This post is part of the Science Tuesday feature series on the USDA blog. Check back each week as we showcase stories and news from USDA’s rich science and research portfolio.
To celebrate National Hispanic Heritage Month, USDA’s Research, Education, and Economics mission area will highlight those who are making significant contributions to American agriculture.
I am fortunate to have a job that I love where I interact with a wide and diverse audience -- from Kindergarten students through adolescents to undergraduates and to adults. My role as Director of the USDA’s Hispanic Serving Institutions National Program (HSINP) allows me to educate students and communities about all of the opportunities agriculture has to offer. It’s important that we keep attracting the best and brightest minds to the field to meet the agricultural challenges ahead.
The Future Scientists Program helps USDA’s ninety Agricultural Research Service (ARS) laboratories in America connect with surrounding communities and schools, bringing science teachers into their local research lab for workshops and hands-on, inquiry-based activities. The program links the teachers with ARS scientists, their local laboratory site and current agricultural science research. Aligned with the National Science Standards, the program is appropriate for all grade levels, K-12.
The year-long program focuses on helping teachers become more effective in the field of science, technology, engineering, and mathematics (STEM) education and inspiring students to continue their studies in science. Currently focusing on insect life cycles using ARS research on the corn earworm (Helicoverpa zea), the program kicks-off with students exploring existing corn earworm research projects designed to help farmers control these destructive pests. After the two-day introduction, research scientists share their expertise and research projects with the students.

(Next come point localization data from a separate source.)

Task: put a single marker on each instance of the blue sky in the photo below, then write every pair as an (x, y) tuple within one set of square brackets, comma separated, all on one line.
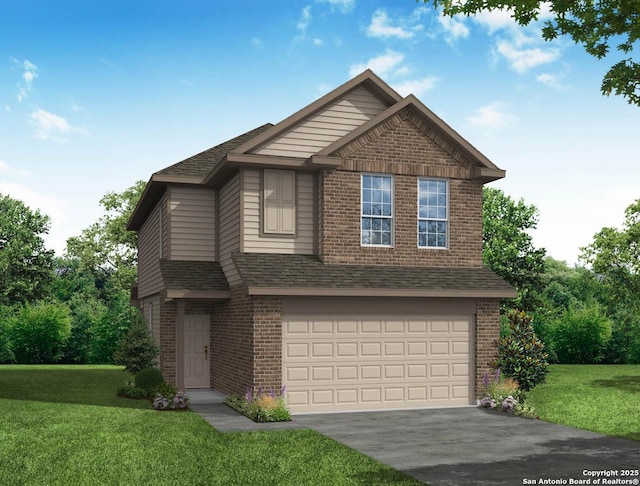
[(96, 95)]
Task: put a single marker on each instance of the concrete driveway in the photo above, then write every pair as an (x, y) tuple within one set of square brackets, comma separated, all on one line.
[(472, 446)]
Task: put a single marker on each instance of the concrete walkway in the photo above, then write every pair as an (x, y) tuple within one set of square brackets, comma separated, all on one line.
[(208, 404), (455, 446)]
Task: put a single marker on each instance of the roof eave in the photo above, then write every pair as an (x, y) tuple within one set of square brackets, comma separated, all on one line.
[(378, 292)]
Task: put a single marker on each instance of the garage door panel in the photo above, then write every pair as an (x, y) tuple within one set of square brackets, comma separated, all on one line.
[(333, 363)]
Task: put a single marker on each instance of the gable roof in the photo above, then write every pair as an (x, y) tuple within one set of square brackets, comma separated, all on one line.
[(194, 279), (367, 79), (290, 274), (201, 164)]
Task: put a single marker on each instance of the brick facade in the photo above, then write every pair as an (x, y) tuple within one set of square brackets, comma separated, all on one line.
[(486, 338), (400, 147)]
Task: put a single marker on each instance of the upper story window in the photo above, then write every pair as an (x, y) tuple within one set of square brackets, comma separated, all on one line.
[(377, 210), (279, 203), (433, 213)]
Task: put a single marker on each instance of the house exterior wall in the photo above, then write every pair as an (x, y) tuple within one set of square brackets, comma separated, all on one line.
[(320, 130), (149, 244), (401, 148), (486, 339), (253, 240), (230, 227), (193, 223)]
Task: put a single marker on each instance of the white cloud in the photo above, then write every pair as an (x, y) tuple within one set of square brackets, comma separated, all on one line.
[(382, 65), (382, 27), (48, 204), (523, 59), (304, 20), (343, 5), (551, 80), (50, 126), (491, 116), (417, 87), (11, 171), (29, 74), (454, 28)]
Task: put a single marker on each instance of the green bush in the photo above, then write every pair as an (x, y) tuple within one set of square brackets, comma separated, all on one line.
[(149, 379), (137, 350), (580, 336), (38, 332), (521, 354)]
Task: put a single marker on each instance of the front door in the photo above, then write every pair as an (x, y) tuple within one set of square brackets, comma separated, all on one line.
[(196, 351)]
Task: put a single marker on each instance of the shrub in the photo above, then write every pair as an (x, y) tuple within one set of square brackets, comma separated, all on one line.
[(521, 354), (177, 401), (39, 331), (261, 407), (149, 379), (505, 396), (580, 336), (137, 350)]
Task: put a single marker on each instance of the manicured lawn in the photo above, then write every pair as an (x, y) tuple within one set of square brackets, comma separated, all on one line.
[(600, 398), (62, 425)]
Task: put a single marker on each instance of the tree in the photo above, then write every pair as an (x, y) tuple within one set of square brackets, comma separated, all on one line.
[(521, 354), (38, 332), (593, 24), (507, 247), (25, 264), (106, 246)]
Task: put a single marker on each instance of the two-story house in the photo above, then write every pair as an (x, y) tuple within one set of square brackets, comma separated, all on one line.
[(338, 253)]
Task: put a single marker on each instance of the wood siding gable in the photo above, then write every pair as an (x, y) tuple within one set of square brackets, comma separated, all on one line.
[(322, 129), (149, 240), (193, 223)]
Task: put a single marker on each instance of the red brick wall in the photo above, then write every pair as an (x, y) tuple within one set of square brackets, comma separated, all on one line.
[(168, 317), (403, 147), (487, 335)]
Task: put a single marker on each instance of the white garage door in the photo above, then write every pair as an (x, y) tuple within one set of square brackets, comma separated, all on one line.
[(340, 363)]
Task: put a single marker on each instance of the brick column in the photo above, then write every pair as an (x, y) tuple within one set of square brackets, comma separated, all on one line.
[(486, 339)]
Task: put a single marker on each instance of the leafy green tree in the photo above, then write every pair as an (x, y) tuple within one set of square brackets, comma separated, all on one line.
[(106, 246), (507, 246), (580, 335), (25, 264), (38, 332), (137, 349), (521, 354), (594, 25)]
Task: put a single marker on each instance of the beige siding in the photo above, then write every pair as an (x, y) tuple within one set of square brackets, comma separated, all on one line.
[(230, 227), (313, 134), (193, 225), (149, 278), (151, 314), (253, 241)]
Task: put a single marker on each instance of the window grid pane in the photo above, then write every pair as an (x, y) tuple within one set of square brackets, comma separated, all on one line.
[(432, 213), (377, 210)]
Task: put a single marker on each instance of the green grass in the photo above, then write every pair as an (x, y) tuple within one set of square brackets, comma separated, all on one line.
[(600, 398), (62, 425)]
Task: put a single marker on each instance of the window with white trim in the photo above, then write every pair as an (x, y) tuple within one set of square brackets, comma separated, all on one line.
[(377, 210), (279, 202), (433, 213)]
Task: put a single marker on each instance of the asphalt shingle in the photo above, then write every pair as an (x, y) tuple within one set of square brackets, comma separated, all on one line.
[(306, 271), (201, 164), (197, 276)]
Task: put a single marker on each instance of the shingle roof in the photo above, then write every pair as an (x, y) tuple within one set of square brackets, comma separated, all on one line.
[(201, 164), (286, 272), (194, 276)]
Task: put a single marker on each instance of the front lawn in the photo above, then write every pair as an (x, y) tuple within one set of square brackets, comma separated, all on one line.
[(600, 398), (62, 425)]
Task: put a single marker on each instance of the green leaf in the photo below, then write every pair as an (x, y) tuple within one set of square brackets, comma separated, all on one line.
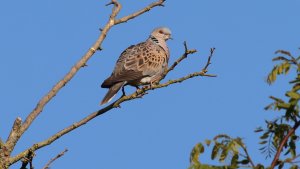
[(259, 129), (245, 161), (234, 160), (293, 95), (197, 150), (294, 167), (207, 142), (215, 151), (263, 142), (265, 135), (280, 165), (224, 154)]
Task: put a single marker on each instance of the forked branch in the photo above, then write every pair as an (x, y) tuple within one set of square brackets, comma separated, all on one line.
[(137, 94), (16, 134)]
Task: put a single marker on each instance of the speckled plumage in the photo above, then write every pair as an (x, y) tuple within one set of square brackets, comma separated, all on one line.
[(139, 64)]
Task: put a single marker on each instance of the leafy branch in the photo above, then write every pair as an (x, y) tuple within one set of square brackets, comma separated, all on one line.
[(279, 135)]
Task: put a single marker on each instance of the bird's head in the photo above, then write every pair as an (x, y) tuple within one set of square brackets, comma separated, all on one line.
[(162, 33)]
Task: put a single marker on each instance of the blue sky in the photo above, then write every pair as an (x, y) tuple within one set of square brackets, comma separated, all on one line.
[(41, 40)]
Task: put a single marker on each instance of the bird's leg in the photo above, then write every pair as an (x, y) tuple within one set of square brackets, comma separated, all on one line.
[(123, 91)]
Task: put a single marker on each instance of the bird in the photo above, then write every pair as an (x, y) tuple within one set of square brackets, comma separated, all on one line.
[(140, 64)]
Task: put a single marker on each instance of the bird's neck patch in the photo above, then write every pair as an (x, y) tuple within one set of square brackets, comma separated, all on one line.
[(154, 39)]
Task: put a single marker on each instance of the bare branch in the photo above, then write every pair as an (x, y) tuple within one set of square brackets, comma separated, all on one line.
[(247, 155), (14, 135), (55, 158), (1, 143), (148, 8), (283, 142), (184, 56), (28, 160), (82, 62), (137, 94), (212, 50)]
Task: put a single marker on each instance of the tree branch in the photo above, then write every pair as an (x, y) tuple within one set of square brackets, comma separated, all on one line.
[(137, 94), (28, 160), (14, 135), (247, 155), (148, 8), (285, 139), (184, 56), (81, 63), (47, 166)]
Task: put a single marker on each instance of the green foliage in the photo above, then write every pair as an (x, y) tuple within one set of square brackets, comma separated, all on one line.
[(278, 138)]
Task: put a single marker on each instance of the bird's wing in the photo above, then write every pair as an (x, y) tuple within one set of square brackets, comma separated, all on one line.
[(136, 62)]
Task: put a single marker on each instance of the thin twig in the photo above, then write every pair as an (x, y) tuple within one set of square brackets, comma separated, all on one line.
[(137, 94), (1, 143), (28, 160), (283, 142), (248, 156), (14, 135), (184, 56), (212, 50), (55, 158), (148, 8), (81, 63)]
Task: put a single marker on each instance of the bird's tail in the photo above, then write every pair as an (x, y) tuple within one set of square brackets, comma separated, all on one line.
[(112, 92)]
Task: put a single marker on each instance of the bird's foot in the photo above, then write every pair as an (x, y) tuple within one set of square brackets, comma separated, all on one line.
[(123, 91)]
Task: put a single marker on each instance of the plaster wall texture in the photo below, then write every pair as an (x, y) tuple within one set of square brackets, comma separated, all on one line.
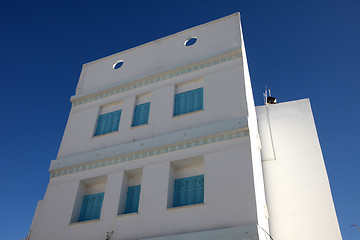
[(214, 38), (221, 88), (228, 183), (296, 196), (297, 188)]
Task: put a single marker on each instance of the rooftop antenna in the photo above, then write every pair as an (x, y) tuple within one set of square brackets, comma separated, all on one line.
[(268, 99)]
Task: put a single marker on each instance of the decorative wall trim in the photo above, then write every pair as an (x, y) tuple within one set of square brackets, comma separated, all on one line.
[(158, 78), (153, 151)]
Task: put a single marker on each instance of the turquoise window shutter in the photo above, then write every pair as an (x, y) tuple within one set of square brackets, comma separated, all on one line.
[(91, 207), (132, 199), (141, 114), (108, 122), (188, 191), (189, 101)]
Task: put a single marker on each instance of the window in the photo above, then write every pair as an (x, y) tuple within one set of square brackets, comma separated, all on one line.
[(108, 122), (189, 101), (141, 114), (130, 191), (132, 199), (188, 191), (91, 207)]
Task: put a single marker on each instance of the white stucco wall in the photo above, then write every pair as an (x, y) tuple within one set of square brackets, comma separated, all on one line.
[(297, 188), (229, 197), (218, 141)]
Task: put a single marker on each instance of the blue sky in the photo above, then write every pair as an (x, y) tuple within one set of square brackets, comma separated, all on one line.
[(300, 49)]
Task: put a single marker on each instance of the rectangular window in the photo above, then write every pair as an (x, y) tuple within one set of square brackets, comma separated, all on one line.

Throughout the year, the Program Director visits the lab to teach and follow-up on the students’ progress.
Recently, I returned to Puerto Rico to support twenty teachers that traveled to the Tropical Agriculture Research Station (TARS) in Mayaguez, Puerto Rico to teach budding scientists. One student was proud to present her research on the corn earworm (Helicoverpa zea), presenting an amazing mix of slides and video. Recognizing her high interests, she gained the opportunity to shadow scientists at TARS for a day to learn more about entomology and plant research as possible career fields. Another teacher’s group of 45 students have become so excited about corn earworm research that they, too, will be offered the chance to spend a day at TARS.
The Future Scientists Program gives students great, real-life experiences and improves their scientific knowledge and skills. Data from one school district in Texas showed student gains of 18% across 10 campuses on a pre- and post-evaluation. And at one elementary campus, research showed a narrowing of the achievement gap between white and Hispanic students, and between economically-disadvantaged students. The ARS research laboratories have become invaluable, educational resources for their communities. The ultimate goal is to develop student STEM potential, and to encourage them to pursue science courses in college and enter the science career pipeline as Future Scientists.